LA PAZ – Bolivian President Evo Morales said on Wednesday that this week’s ruling by the Constitutional Tribunal that he can seek what would be a fourth consecutive term represents a guarantee of stability and “democratic continuity” in the Andean nation.
The court’s decision, which applies to all officeholders from the president on down, was “based on the constitution and above all, based on international law,” the leftist head of state told reporters at the presidential palace.
In a decision announced Tuesday, the tribunal found in favor of a motion brought by the governing MAS party challenging several articles of the constitution and provisions of the electoral law.
The tribunal accepted MAS’ argument that constitutionally mandated term limits for the president and other officeholders violate Article 23 of the Inter-American Convention on Human Rights.

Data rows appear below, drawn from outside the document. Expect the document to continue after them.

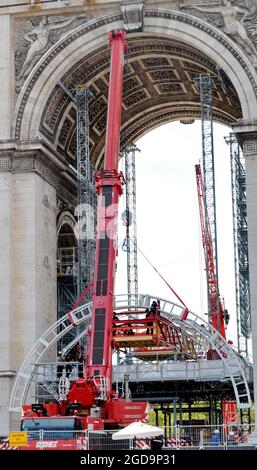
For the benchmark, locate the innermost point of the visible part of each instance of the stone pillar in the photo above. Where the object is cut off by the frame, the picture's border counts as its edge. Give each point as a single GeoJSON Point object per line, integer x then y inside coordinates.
{"type": "Point", "coordinates": [247, 136]}
{"type": "Point", "coordinates": [27, 267]}
{"type": "Point", "coordinates": [6, 76]}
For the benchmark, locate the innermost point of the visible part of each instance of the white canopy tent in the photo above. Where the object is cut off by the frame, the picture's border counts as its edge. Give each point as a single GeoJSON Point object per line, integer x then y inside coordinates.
{"type": "Point", "coordinates": [137, 429]}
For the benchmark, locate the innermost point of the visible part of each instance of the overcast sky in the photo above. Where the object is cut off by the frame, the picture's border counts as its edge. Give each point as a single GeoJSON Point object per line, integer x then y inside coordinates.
{"type": "Point", "coordinates": [168, 226]}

Under the 2009 constitution enacted by Morales, the president is limited to two consecutive terms.
Morales and Vice President Alvaro Garcia Linera started their first term in 2006, their second in 2010 and their third in 2015. They were allowed to seek a third mandate thanks to a ruling by the Constitutional Tribunal that the adoption of the new national charter in 2009 re-set the clock on terms in office.
In a February 2016 referendum, Bolivian voters rejected Morales’ bid to amend the constitution to allow him to run for re-election once again in 2019.

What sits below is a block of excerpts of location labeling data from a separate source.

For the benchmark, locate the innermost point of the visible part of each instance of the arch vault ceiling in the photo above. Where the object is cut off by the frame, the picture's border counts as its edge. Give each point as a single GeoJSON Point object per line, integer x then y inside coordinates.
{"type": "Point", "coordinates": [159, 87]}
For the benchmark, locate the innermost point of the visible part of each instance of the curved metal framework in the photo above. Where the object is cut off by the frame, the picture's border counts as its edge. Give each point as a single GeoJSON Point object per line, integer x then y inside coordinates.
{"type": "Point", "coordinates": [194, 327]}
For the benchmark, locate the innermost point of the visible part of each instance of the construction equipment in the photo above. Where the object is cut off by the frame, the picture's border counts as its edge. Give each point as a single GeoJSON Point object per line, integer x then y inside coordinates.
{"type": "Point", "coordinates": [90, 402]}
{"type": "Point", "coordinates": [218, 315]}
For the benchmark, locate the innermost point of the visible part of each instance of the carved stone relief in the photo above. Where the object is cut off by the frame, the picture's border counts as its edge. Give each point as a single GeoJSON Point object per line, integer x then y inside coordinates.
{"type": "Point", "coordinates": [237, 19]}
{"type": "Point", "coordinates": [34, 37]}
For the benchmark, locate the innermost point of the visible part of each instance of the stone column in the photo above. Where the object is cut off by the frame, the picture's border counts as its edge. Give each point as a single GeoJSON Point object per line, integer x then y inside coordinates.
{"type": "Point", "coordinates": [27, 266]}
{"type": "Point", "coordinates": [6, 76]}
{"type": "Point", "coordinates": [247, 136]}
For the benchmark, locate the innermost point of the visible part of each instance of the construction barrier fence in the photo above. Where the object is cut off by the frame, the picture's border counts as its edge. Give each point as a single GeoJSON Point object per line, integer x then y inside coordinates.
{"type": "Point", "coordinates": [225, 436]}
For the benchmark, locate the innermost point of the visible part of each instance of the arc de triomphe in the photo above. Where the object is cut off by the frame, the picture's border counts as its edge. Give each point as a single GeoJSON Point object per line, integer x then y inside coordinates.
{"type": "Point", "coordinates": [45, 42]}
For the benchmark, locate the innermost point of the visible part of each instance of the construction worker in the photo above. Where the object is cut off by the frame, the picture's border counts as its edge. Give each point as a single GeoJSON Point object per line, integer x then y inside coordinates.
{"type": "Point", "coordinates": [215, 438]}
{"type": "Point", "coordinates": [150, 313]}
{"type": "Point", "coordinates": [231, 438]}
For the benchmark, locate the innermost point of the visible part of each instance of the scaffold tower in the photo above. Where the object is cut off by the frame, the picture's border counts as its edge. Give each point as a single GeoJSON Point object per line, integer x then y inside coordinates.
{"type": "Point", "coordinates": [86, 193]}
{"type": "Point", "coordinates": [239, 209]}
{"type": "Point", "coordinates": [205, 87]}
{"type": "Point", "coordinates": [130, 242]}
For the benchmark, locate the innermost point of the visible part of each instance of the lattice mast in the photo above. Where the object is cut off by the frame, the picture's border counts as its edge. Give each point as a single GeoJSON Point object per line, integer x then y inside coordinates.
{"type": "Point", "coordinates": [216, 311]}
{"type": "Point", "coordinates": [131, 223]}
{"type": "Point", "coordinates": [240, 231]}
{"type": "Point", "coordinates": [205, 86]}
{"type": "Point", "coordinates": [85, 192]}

But Morales contended that the outcome of the plebiscite was tainted by a flurry of negative stories in the media about him in the weeks ahead of the vote.
The damaging stories centered on a former girlfriend of the president who claimed – falsely – to have had a child with Morales.
The president recalled that Tuesday’s court judgment was the culmination of a legal initiative launched last year at a MAS party congress in the eastern city of Montero.
A fourth term would extend Morales’ tenure to 2025.